Artificial Intelligence: Not Just Efficiency, but a Security Risk

Most publicly available generative AI tools are designed to make the user’s daily life as easy as possible. However, when entering information into them, employees do not always stop to think about what happens to this data next.

Internal company documents, customer data, draft agreements, financial metrics, or even proprietary software code represent sensitive information. This data should never be shared with public AI tools without 100% certainty regarding their data processing and storage terms – otherwise, there is a risk that this data will be used for model training and end up in the public domain. Therefore, it is vital for companies to understand that AI usage is not just a productivity issue – it is a critical component of cybersecurity and corporate data protection.

Now, as the EU Artificial Intelligence Act (EU AI Act) gradually comes into force and the strict requirements of the General Data Protection Regulation (GDPR) remain active, secure AI governance in a company is no longer just a recommendation, but a legal obligation.

 

Common Mistakes in Corporate AI Usage

Even though technology evolves rapidly, the mistakes made in the workplace remain similar and are linked to three main areas: data security, content control, and tool oversight.

  • Entering confidential data into public AI tools: Passing sensitive company or customer information to free AI tools whose privacy policies do not guarantee data isolation.
  • Blind trust and AI "hallucinations": Relying on AI-generated information without verification. Generative AI is designed to always provide a convincing answer; therefore, when it lacks data, it tends to "hallucinate" – inventing and presenting completely false information with absolute confidence.
  • Uncontrolled tool usage: A lack of guidelines within the company, resulting in employees using unverified, unapproved, and potentially dangerous tools for work purposes.

Technology is merely a tool, which is why the primary responsibility for information security and the validity of business decisions remains firmly with company management and its employees.

 

How Can a Company Implement Safe AI Practices?

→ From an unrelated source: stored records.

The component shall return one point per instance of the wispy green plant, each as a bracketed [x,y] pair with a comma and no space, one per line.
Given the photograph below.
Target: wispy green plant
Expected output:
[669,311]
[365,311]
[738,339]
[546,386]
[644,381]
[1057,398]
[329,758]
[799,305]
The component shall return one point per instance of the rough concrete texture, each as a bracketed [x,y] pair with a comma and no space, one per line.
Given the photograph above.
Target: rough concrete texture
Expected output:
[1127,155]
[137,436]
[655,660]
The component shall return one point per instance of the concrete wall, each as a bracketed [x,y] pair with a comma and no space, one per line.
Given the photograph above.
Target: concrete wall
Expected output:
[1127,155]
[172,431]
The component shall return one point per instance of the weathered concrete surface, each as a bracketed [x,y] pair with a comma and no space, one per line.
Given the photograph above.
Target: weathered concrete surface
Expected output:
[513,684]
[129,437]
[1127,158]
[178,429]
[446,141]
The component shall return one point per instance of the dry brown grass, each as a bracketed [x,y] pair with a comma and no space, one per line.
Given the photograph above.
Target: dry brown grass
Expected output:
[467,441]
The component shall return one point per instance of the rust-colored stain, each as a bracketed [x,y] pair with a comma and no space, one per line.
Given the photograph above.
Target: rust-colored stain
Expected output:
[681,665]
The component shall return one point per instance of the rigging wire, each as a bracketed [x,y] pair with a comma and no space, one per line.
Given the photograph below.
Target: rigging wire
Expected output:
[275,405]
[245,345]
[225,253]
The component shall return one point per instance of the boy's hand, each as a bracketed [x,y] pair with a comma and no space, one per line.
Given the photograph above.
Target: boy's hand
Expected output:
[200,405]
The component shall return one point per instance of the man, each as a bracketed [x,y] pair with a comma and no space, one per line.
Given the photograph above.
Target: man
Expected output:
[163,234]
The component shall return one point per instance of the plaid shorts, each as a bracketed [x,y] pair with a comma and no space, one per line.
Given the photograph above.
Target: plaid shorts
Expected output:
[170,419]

Using AI safely does not mean banning the tools. On the contrary, it means establishing a controlled and thoughtful process that protects company data and confidential information.

  • Develop a clear AI usage policy: Define which data employees are allowed to share with AI systems and which are strictly off-limits (for example, restrict the upload of customer data and internal financial reports).
  • Educate your employees: Regular training on cyber hygiene and secure prompting will help employees understand the risks. It is important to emphasize that the main risk lies not in whether a tool is free or paid, but in the specific platform's data processing and privacy terms.
  • Choose business-grade solutions: Wherever possible, opt for enterprise-level solutions. For example, systems like ChatGPT Enterprise, Microsoft 365 Copilot, and Google Workspace with Gemini contractually guarantee that your data will not be used to train public models and will remain within your company’s closed environment.
  • Utilize safer technologies to mitigate risks: To minimize the risk of hallucinations, prioritize tools that support data grounding with sources (known as RAG – Retrieval-Augmented Generation technology) or offer built-in fact-checking with real-time references.
  • Regularly review your practices: Technology changes rapidly, so the company's IT and security team must regularly audit the tools in use and adapt internal policies to meet new security standards and regulatory requirements.

 

Artificial intelligence is an excellent assistant that can save time, boost creativity, and ease daily routines. However, it cannot replace human critical thinking, experience, contextual understanding, and moral responsibility. Clear guidelines, employee education, and a responsible approach are the most effective ways to fully leverage the benefits of AI while keeping company data secure.